In Lausanne, sagt Trachsel um Viertel vor neun von der Stuttgarter Bühne herunter, seien Hunderte Menschen mitten in der Stadt gestanden und hätten geschrieen: "Jesus, Jesus! Hunderte Menschen wurden das erste Mal errettet!" Jean Luc Trachsel kommt aus der Schweiz: "Nach seinem Studium hat Gott ihn umgehend in leitender Position in einer Schweizer Bank platziert", steht auf der Homepage des Gospel Forums. Heute ist er Geschäftsführer einer Schweizer Kosmetikfirma, die Nagellack, Shea-Butter und Peeling verkauft, Marketingfachmann und Direktor der International Assosiation of Healing Ministries, selbst übrigens auch Heiler, auch in Stuttgart: "Viele (seiner Zuhörer) werden übernatürlich geheilt und errettet", schreibt das Gospel Forum über ihn.
An diesem Abend ist er weniger für Übernatürliches denn für Weltliches zuständig, der Kassenwart des Herrn sozusagen. Die Schleyerhalle im Rohzustand koste schon 120 000 Euro, "so you can make the calculation", was das für die gesamte Tour koste. "Ich weiß, dass ihr nicht viel habt, aber das, was ihr habt, könnt ihr geben", sagt er. Die Holy Spirit Night sei ein Schlüssel für Europa, um Erweckung zu säen. "Und heute Abend geben wir dir die Gelegenheit, Teil dieser Bewegung zu sein. Ich weiß, dass ihr Tickets gekauft habt, aber die Karten decken nicht die Gesamtkosten", sagt er. Außerdem, da sei er nahezu sicher, seien im Raum auch Leute wie er selbst, vielleicht sogar welche, die noch mehr Geld haben. "Dann kannst du ein besonderes Opfer geben. Seid großzügig. Es ist etwas, das direkt aus dem Himmel kommt." Und dann sagt er: "Gott segne euch alle.
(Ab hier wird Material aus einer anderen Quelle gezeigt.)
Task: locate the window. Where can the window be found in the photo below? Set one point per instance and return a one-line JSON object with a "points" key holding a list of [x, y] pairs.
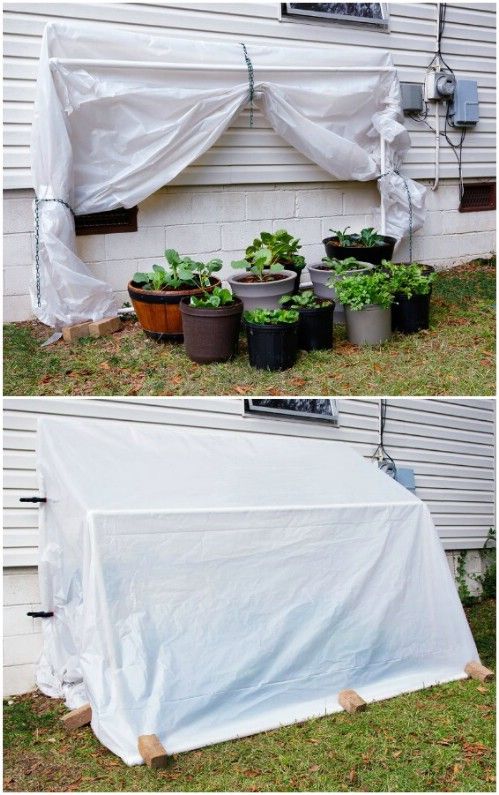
{"points": [[371, 13], [315, 410]]}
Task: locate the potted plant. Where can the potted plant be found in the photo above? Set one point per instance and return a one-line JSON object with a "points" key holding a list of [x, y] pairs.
{"points": [[315, 327], [374, 247], [211, 324], [272, 338], [156, 295], [325, 275], [412, 286], [266, 278], [367, 299]]}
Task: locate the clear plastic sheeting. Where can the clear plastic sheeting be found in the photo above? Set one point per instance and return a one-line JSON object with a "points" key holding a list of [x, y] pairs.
{"points": [[120, 114], [208, 585]]}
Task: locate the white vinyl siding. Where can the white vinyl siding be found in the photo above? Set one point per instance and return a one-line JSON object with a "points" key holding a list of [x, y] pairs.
{"points": [[244, 155], [449, 443]]}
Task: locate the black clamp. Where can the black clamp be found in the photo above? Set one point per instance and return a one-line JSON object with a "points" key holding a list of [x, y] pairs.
{"points": [[39, 614]]}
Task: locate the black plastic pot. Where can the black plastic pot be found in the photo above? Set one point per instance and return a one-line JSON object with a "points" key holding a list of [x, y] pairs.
{"points": [[315, 328], [272, 346], [411, 314], [374, 255]]}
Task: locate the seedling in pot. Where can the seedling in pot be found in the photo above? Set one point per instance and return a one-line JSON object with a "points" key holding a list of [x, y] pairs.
{"points": [[271, 316], [219, 297], [180, 273], [305, 300]]}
Gott segne euer Geschäft."
Her mit dem Mammon!
Draußen werden Devotionalien verkauft, Kreuze, Anhänger, gepresste Handtücher in Fischform. An einem Stand wird ein Jahr Selbstfindungs-Vollzeitkurs in Konstanz bei Hillsong Germany angeboten, einem Ableger der Hillsong Church, Australien. An den Wänden hängen große Poster, auf denen die Gäste ihre Gebetsanliegen notieren können: Segenswünsche für Schwerkranke, Abhängige, für einen guten Arbeitsplatz, "für unsere Ehe, dass der Herr uns einigt und wir seinen Dienst tun können", oder auch, "dass Gott mich davon freisetzt, dass ich immer alle Männer abchecke". Fairliebt nennt sich die Organisation, die über "Körper, Freundschaft, Sexualität" aufklären will. Am Fairliebt-Stand gibt es ein Kreuzworträtsel-Gewinnspiel: 8. Weibliches Geschlechtshormon, 9. Männliches Geschlechtshormon, 13. Bund fürs Leben.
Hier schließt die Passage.